Emportée par le tourbillon cannois, cette année plus que jamais, je regrette juste de n’avoir vu aucun film de la section Un Certain Regard où chaque année je fais les plus belles découvertes cinématographiques et de n’avoir vu qu’un film de la Quinzaine des Réalisateurs. Ma soif de découvertes cinématographiques n’a pas été étanchée, ce festival l’a même intensifiée…
J’évoquais il y a quelques jours mes pronostics avec un bref avis sur chaque film en compétition (voir article ici), j’y évoquais aussi ce que représente depuis quelques années une palme d’or cannoise, le message qu’elle adresse au monde, le reflet qu’elle souhaite donner de ses espoirs, ses blessures, ses craintes, ses désirs, ses désordres, sa folie, de ses rêves… même si depuis quelques années les rêves n’ont plus leur place dans un palmarès et surtout une palme d’or qui se veut avant tout engagée et sociale, ce qui sans doute éloignait d’office le film de Quentin Tarantino qui, pourtant, certes est un film de divertissement qui s’assume comme tel mais montre aussi un visage de la barbarie, étonnamment et tristement actuel à l’image du film de Haneke « Le ruban blanc », palme d’or de cette édition 2009, sans doute d’apparence (d’apparence seulement) plus cinéphilique (En lisant ma critique d’ “Inglourious Basterds” en cliquant ici vous constaterez à quel point ce film est celui d’un cinéphile pour les cinéphiles) et en tout cas plus austère. A la définition de l'art(iste) d'Anatole France "L'artiste doit aimer la vie et nous montrer qu'elle est belle. Sous lui, nous en douterions", le palmarès a préféré celle de Rodin "L'art est la plus sublime mission de l'homme puisque c'est l'exercice de la pensée qui cherche à comprendre le monde et à le faire comprendre." Sans doute cette "machine de vérité" qu'évoquait la présidente du jury de ce 62ème Festival de Cannes, Isabelle Huppert, en ouverture... mais le cinéma ne peut être que cela, n'est heureusement pas que cela, même si cet autre pan du cinéma a été ignoré cette année par le palmarès cannois (mais aussi, il faut le dire, par sa sélection).
Cette année, plus que jamais la compétition cannoise avait à son générique de grands réalisateurs qui, néanmoins, souvent , n’ont pas réalisé leurs meilleurs films et j’avoue que cette année aucun film ne m’a enthousiasmée comme « Entre les murs » de Laurent Cantet, « Je veux voir » de Joana Hadjithomas et Khalil Joreige, « La frontière de l’aube » de Philippe Garel, « Le silence de Lorna » des frères Dardenne, « Two lovers » de James Gray, « Valse avec Bachir » d’Ari Folman ou « Vicky Cristina Barcelona » de Woody Allen, l’année passée. (Vous pouvez trouver les critiques de tous ces films sur ce blog).
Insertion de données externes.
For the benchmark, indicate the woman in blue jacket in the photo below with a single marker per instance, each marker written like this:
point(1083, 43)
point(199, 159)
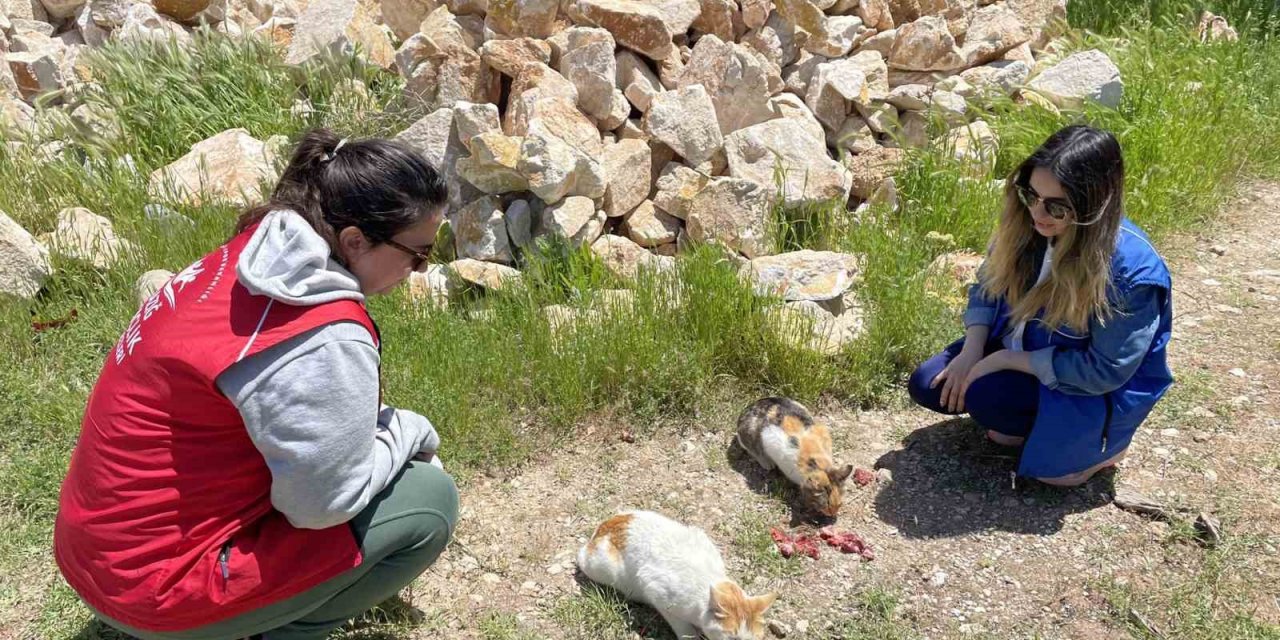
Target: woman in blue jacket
point(1066, 329)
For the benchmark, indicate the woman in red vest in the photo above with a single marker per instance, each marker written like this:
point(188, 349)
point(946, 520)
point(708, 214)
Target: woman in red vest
point(236, 472)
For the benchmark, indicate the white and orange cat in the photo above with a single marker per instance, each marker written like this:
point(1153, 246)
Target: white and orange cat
point(780, 433)
point(676, 570)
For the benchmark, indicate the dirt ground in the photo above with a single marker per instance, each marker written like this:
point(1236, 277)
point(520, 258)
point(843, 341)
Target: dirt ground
point(964, 552)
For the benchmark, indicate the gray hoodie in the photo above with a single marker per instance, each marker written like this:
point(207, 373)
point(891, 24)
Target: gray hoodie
point(310, 403)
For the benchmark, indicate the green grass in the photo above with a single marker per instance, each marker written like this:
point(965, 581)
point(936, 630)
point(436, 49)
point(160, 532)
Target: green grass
point(1211, 603)
point(874, 617)
point(504, 385)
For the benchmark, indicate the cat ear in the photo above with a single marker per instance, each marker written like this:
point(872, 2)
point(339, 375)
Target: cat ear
point(839, 475)
point(763, 602)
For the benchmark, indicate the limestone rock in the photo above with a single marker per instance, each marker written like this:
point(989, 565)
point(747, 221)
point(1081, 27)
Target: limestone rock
point(734, 78)
point(808, 173)
point(1088, 76)
point(430, 286)
point(231, 167)
point(649, 227)
point(85, 236)
point(487, 275)
point(685, 120)
point(508, 56)
point(789, 105)
point(627, 165)
point(626, 259)
point(567, 218)
point(23, 263)
point(636, 81)
point(638, 26)
point(533, 18)
point(833, 90)
point(999, 78)
point(437, 137)
point(472, 119)
point(812, 275)
point(993, 31)
point(731, 211)
point(149, 283)
point(494, 163)
point(589, 63)
point(676, 188)
point(520, 223)
point(974, 145)
point(926, 45)
point(480, 231)
point(869, 169)
point(339, 26)
point(1214, 28)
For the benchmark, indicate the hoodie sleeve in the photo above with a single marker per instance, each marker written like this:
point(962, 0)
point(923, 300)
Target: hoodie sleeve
point(311, 408)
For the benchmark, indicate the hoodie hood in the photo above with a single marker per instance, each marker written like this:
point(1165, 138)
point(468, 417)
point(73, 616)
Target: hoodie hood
point(288, 261)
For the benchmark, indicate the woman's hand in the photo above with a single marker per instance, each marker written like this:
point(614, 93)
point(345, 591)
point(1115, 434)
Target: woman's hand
point(955, 376)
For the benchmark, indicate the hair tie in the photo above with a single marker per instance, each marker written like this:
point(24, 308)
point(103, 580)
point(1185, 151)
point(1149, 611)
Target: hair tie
point(334, 152)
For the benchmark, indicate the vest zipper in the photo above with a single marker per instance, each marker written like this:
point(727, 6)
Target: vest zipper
point(223, 557)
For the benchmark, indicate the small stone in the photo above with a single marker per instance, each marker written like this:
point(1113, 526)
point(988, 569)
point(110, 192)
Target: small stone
point(149, 283)
point(1088, 76)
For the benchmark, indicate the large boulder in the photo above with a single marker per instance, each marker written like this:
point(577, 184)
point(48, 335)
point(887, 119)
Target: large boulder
point(809, 174)
point(231, 167)
point(926, 45)
point(23, 263)
point(85, 236)
point(533, 18)
point(626, 259)
point(339, 26)
point(480, 231)
point(640, 27)
point(685, 120)
point(812, 275)
point(735, 80)
point(1084, 77)
point(732, 213)
point(626, 163)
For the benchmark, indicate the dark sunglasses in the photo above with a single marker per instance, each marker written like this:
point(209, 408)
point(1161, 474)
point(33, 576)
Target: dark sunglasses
point(419, 256)
point(1056, 209)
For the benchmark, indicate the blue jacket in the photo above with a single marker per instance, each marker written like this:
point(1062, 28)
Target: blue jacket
point(1098, 387)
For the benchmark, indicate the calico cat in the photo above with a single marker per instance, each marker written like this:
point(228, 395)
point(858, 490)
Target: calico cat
point(780, 433)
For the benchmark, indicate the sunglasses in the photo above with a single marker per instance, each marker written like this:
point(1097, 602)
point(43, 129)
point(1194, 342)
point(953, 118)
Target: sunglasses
point(1056, 209)
point(419, 256)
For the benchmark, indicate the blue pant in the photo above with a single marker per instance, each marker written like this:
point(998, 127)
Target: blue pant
point(1005, 401)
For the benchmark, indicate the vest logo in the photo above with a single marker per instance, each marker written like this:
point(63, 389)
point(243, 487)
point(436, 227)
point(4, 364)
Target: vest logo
point(167, 293)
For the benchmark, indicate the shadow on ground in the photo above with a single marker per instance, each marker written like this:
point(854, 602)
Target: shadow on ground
point(950, 481)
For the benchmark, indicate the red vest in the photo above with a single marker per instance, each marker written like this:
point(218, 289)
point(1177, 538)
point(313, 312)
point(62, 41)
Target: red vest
point(165, 519)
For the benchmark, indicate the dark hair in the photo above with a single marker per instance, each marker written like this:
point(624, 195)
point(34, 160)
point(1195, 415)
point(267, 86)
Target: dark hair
point(1088, 164)
point(376, 186)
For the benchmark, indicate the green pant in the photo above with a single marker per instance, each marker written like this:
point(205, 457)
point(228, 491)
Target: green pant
point(400, 533)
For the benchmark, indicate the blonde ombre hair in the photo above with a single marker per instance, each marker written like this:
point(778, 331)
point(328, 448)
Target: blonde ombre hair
point(1088, 164)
Cette année aucune thématique n’a été mise en exergue, si ce n’est la mise en abyme, comme si le cinéma, tel Narcisse, se mirait dans son reflet, à s’y noyer, pour oublier, s’oublier, se rassurer, à nous y perdre délicieusement, et dangereusement parfois aussi. On retrouve bien sûr, notamment dans “Un prophète” et “A l’origine” la thématique carcérale beaucoup plus présente l’an passé (avec de nombreux plans derrière une vitre, un grillage etc), témoignage d’un monde qui étouffe et peine à respirer mais ce dont a surtout témoigné ce cru 2009: c’est de la rassurante diversité du cinéma mondial (et l’étonnante inventivité, audace du cinéma asiatique ou de "jeunes" cinéastes comme Alain Resnais !) malgré une austérité, et même une radicalité, une violence assez prégnantes au-delà des disparités géographiques et cinématographiques, plaie béante qui semble dépasser les frontières. On a aussi observé cette année davantage de grandes mises en scènes (Almodovar, Tarantino, Resnais…) que de grands scénarii…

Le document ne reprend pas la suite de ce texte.